Two days ago the governor of my state announced that schools will continue with distance learning through the end of the school year. It was a result I’ve been expecting since mid-March, so it didn’t impact me much. Yet from the reactions on social media, I realized that not everyone has already let go of school. They’d retained hope that things could go back to normal. That their high school seniors would get to have prom, graduation, yearbook day. I suppose I’ve already had practice letting go of life experiences that I expected my kids to have, but they didn’t get to have. I’ve had three kids depart high school and only one of them had a graduation ceremony. I thought I would get to help my kids navigate prom and dating, only one of them has done any of that. Depression and anxiety had already stripped away the social trappings of school that so many are mourning this week. Their grief is real and hard.
I was a little surprised at my high school kid’s reaction to the news of cancellation. He wasn’t surprised either, but having it be official flipped some mental switch. He hadn’t even logged into his online classrooms. The day after cancellation, he did.
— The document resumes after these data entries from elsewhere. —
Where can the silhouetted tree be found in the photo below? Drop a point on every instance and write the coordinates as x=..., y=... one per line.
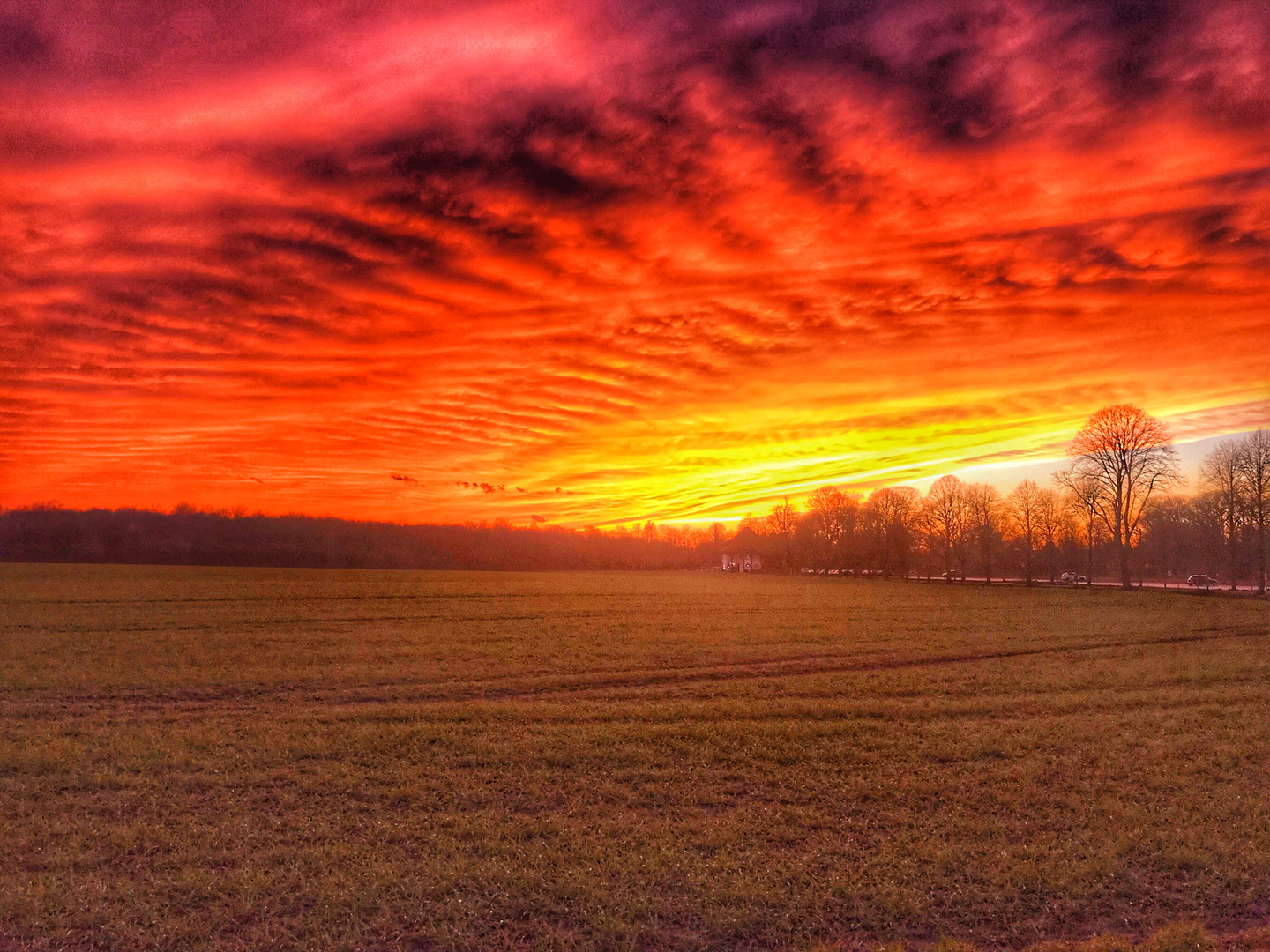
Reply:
x=1129, y=453
x=1222, y=473
x=1254, y=462
x=781, y=524
x=832, y=514
x=1025, y=505
x=1053, y=519
x=894, y=514
x=986, y=513
x=947, y=517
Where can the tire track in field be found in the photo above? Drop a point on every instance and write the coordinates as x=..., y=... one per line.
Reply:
x=521, y=686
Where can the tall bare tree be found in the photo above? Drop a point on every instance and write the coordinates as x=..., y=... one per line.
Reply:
x=833, y=514
x=781, y=524
x=1025, y=507
x=1087, y=502
x=947, y=518
x=1223, y=475
x=894, y=514
x=1255, y=466
x=1131, y=455
x=716, y=533
x=1053, y=521
x=986, y=519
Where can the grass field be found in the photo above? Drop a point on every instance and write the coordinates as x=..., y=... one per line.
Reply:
x=217, y=758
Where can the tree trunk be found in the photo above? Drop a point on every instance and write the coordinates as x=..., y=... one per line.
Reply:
x=1123, y=542
x=1235, y=556
x=1261, y=554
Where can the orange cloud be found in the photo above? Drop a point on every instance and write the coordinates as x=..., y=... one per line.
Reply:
x=671, y=262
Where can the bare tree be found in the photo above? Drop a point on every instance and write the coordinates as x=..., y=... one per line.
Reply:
x=781, y=524
x=986, y=517
x=1131, y=455
x=946, y=514
x=1025, y=507
x=1255, y=466
x=1222, y=472
x=894, y=514
x=715, y=533
x=833, y=514
x=1053, y=521
x=1087, y=502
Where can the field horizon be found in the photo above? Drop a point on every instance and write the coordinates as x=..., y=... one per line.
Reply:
x=317, y=758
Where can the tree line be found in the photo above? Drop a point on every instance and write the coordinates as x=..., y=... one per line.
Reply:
x=1113, y=509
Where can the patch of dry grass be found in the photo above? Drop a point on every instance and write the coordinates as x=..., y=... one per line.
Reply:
x=314, y=759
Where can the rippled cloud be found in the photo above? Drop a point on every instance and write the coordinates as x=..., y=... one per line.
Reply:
x=671, y=259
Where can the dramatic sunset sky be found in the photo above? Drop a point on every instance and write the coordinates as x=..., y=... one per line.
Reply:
x=601, y=262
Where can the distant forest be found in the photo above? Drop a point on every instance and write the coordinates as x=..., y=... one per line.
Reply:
x=1108, y=514
x=190, y=537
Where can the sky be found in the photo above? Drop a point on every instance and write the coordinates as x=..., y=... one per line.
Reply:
x=602, y=262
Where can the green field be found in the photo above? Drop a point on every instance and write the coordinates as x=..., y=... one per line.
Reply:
x=220, y=758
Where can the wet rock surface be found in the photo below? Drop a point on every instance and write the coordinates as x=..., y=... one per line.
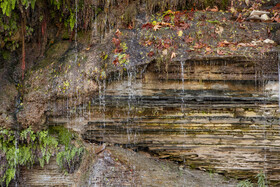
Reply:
x=116, y=166
x=209, y=97
x=202, y=116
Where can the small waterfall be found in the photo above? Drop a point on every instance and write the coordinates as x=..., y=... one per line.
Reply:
x=183, y=87
x=279, y=80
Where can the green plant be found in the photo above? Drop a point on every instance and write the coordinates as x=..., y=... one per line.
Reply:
x=261, y=179
x=245, y=183
x=27, y=147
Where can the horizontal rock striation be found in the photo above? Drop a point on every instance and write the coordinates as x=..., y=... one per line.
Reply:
x=209, y=114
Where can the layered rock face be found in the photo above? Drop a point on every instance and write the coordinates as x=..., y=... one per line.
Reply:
x=220, y=115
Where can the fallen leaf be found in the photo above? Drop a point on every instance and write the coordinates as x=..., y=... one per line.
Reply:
x=184, y=25
x=164, y=52
x=219, y=30
x=232, y=48
x=215, y=9
x=208, y=49
x=151, y=53
x=148, y=43
x=180, y=33
x=277, y=19
x=198, y=46
x=116, y=41
x=173, y=55
x=130, y=27
x=148, y=26
x=220, y=52
x=118, y=33
x=156, y=27
x=116, y=61
x=188, y=39
x=239, y=18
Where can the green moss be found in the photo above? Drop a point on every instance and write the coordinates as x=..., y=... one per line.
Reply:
x=28, y=147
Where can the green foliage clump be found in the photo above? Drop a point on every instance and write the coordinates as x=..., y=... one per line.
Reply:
x=69, y=157
x=261, y=181
x=245, y=183
x=24, y=149
x=27, y=147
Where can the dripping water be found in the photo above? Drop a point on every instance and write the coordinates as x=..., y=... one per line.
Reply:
x=183, y=87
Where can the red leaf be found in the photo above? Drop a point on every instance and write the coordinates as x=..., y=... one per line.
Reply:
x=277, y=7
x=118, y=50
x=118, y=33
x=220, y=52
x=198, y=46
x=277, y=19
x=188, y=39
x=117, y=42
x=166, y=18
x=130, y=27
x=184, y=25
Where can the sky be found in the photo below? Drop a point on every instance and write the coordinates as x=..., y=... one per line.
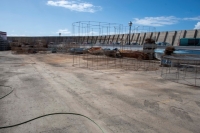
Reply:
x=86, y=17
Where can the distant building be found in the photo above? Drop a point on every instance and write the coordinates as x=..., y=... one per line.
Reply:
x=3, y=35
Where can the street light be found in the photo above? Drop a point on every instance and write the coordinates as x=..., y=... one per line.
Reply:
x=130, y=24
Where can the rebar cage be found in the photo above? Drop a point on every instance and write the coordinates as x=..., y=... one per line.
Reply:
x=100, y=62
x=184, y=69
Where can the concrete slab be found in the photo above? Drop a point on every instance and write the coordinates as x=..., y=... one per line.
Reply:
x=118, y=100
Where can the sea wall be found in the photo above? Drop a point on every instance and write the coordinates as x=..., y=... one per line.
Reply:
x=171, y=37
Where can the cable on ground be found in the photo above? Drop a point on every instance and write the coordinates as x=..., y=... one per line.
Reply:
x=53, y=114
x=7, y=93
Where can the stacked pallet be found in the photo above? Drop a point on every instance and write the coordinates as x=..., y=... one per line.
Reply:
x=134, y=54
x=149, y=47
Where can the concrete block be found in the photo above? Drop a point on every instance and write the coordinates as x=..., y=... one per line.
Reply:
x=170, y=37
x=180, y=34
x=190, y=34
x=161, y=37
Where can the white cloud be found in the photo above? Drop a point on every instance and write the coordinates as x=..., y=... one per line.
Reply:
x=74, y=5
x=63, y=31
x=16, y=35
x=197, y=26
x=194, y=18
x=156, y=21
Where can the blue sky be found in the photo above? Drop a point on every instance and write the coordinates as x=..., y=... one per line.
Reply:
x=51, y=17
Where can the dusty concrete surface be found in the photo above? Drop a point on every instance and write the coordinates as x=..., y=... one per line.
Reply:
x=119, y=101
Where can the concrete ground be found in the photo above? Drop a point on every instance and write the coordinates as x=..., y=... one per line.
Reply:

I don’t know how far he’ll take the next steps, but he seems to have internalized that if he wants an education, he is the one who has to put in the time. Now he has to figure out how to get himself to put in time on a daily basis when there is no set schedule except one he creates for himself.
I skim read an article this morning about how lockdown orders are likely to permanently shape the way that teens think about the world. Much of what the article said made sense to me. Because of brain development that happens during the teen years, the experiences of those years create hardwired reactions that are buried deep in the psyche. Today’s teens are having a collective experience of isolation that is unlike anything a generation of teens has experienced before. Isolation can be collective because of the internet. This will change the generation they become and no one knows how yet. On the other hand, every teenager has been shaped by their experiences and their choices relating to those experiences. It is entirely normal for teens to be afraid of adulthood and the future. It is entirely normal for teens to have their hopes and expectations smashed in one way or another and for them to then have to learn how to pick up the pieces and keep going. So this is all yet another case of life being completely normal and completely unprecedented at the same time.
I know that quarantine is definitely shaping the young adults in my household. Their relationships to each other and to the world at large have shifted. None of us knows for certain what the opportunities and options will be three months from now. I think we’ll be lucky to get school back in the fall and that it will only be accomplished by halving the average class size in Utah. Since the facilities and staff aren’t available to do that easily. I wouldn’t be surprised for there to be A day students and B day students. Or perhaps one week on, one week off. With only half the student body attending at a time. In the meantime, my son has to figure out how to make himself work and I have to stand back and let him struggle with it.